The decency that had flared in me died just as quickly. It was clear that two irreconcilable things must happen. We had to do whatever we could to help Beth. And we had to do it without revealing what I’d done.

‘Beth, I’m so sorry,’ I whispered, and only then realised I was not expressing sympathy for what she’d been through but apologising for what I was about to do. ‘When the police get here you can’t tell them about the other night.’ You don’t live with a woman like Laura without absorbing this kind of stuff: how the system is weighted against rape victims; the tricks clever men use. Beth carried on with her dark green stare. I couldn’t even tell if she understood me. ‘You know what I mean. They’ll come to the wrong conclusions about you.’ I was taking a risk, digging myself in even deeper. There was more now to be discovered; I knew that Laura would have been more disgusted at my cynicism than the act itself. ‘I’m trying to help you,’ I said to Beth. Only a tiny involuntary curl of her lip showed that she’d understood me at all. ‘I wish there was something I could do.’

Twenty feet away, Laura was describing the attacker to the emergency services. I sprinted round and caught her as she was winding up the conversation. Upon seeing that I was alone, Laura narrowed her eyes at my failure.

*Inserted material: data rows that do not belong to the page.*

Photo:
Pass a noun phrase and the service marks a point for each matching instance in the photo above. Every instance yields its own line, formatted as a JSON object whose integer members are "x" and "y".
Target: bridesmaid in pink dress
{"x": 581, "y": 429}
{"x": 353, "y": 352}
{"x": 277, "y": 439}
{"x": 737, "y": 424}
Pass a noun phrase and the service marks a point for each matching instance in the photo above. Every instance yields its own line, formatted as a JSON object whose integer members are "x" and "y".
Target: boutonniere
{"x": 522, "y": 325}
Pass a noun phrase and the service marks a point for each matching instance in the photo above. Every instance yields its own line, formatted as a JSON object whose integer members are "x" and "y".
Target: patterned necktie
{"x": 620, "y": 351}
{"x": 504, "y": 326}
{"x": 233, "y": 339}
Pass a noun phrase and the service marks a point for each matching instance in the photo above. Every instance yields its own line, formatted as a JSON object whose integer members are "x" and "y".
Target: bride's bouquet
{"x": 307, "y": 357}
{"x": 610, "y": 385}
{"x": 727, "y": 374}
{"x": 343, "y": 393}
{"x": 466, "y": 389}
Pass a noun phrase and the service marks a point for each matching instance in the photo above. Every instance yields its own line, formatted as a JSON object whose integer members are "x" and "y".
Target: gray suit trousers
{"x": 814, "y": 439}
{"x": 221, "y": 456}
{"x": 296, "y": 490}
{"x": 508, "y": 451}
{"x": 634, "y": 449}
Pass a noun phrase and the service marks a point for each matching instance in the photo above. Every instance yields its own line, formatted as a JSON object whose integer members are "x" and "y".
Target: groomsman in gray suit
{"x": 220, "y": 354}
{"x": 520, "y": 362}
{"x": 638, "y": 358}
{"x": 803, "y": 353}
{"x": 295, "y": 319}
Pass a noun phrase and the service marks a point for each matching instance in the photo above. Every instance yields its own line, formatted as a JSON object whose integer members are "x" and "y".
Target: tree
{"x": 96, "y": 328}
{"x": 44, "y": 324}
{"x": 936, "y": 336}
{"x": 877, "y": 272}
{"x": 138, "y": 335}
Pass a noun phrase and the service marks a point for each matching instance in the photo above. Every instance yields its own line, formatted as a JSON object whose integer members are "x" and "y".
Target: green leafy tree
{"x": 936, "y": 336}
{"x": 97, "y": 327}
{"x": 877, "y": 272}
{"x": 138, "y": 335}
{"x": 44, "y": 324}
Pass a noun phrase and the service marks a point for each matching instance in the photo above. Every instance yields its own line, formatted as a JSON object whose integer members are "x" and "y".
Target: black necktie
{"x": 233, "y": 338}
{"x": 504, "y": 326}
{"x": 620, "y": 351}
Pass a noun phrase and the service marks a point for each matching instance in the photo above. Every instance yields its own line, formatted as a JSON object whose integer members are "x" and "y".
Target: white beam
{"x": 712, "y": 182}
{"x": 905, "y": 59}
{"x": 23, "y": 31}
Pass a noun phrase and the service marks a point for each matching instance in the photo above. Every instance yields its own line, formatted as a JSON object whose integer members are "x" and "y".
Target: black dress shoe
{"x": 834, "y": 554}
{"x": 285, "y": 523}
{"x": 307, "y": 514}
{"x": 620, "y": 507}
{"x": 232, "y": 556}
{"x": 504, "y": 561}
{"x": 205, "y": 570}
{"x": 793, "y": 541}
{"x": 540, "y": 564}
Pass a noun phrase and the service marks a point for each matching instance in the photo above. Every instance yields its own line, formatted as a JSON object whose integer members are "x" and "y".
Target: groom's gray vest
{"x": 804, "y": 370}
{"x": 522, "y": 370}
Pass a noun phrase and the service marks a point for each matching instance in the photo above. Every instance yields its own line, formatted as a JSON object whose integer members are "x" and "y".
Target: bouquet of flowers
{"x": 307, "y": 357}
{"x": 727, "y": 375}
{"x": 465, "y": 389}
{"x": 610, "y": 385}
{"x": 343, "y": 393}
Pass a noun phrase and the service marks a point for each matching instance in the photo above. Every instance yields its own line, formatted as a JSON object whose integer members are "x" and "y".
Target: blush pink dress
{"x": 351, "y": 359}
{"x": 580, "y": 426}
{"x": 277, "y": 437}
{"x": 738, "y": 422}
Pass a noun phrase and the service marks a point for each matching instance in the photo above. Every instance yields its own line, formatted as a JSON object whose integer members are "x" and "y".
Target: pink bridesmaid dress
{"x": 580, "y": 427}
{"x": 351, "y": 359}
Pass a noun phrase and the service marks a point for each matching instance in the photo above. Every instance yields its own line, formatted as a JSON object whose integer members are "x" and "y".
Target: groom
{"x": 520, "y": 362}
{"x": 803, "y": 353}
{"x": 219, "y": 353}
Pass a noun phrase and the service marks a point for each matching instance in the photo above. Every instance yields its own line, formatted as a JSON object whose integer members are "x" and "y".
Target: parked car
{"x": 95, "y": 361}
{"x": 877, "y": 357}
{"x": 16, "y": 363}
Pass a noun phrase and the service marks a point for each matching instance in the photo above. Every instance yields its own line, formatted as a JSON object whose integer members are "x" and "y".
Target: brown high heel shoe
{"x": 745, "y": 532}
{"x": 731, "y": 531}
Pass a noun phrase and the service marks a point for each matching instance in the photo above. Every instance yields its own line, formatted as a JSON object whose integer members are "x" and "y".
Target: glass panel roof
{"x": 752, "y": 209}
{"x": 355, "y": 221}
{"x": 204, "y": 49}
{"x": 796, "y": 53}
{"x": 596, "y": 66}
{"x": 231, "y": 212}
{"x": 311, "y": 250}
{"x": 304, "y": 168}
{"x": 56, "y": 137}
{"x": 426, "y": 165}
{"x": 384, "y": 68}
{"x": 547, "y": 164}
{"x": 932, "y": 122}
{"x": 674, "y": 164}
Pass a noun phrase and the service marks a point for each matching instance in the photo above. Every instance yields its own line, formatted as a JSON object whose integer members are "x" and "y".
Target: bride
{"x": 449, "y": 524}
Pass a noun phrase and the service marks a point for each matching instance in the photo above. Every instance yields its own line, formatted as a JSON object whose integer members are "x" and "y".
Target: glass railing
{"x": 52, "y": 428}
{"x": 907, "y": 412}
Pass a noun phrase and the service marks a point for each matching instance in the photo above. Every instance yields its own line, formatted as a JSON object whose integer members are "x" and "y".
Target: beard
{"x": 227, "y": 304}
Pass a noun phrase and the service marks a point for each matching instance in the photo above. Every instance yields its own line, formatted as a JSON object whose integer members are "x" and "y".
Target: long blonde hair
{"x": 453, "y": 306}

I offered no excuses; I barely trusted myself to speak.

‘I’m going to sit with her till they come, see if I can get her to talk,’ she said. The following seconds were thick with a concentrate version of the terror that has spread itself thinly across every subsequent day. I couldn’t tell her not to without giving myself away, so I watched her disappear between the caravans and kneel down beside Beth. I pictured Laura’s face when the news hit. I’d never seen her in shock or in grief but I could easily rearrange her features into scooped-out eyes and a howling, hollow mouth and knew I could not bear it. The solution came to me, gloriously simple. If Laura finds out what I’ve done, I’ll just kill myself, I thought. I can no more live with Laura’s reaction than I can live without her. She’ll want me gone anyway. It was as though I’d conjured a piece of glass to break in case of emergency, and it brought a kind of peace. Crucially, though, I didn’t consider a method. If contemplating logistics is a step towards action, then I can’t have had the courage of my convictions. Even as I mooted suicide, self-preservation had other ideas.

Behind me, the women whispered. It was my job to look out for the police. I stood next to the broken carousel horse, with its flaking gold leaf and chipped eyeballs, with my feet apart and my arms folded in a nightclub bouncer position, braced for Laura’s furious shriek.

The police were, thankfully, on us in what seemed like minutes, buzzing towards us in their black-and-yellow stripes. Laura took over at once. ‘They could’ve sent two women,’ she said under her breath, brushing past me. I knew then that whatever Beth had told her I was not part of it. I felt relief, then an emetic guilt at this relief, then bitter regret, a pattern that has repeated itself constantly in my mind ever since. Beth’s continuing silence, essential as it is for both of us, is a guillotine over my neck. Although she holds the rope, she cannot let it go without it burning her own hands.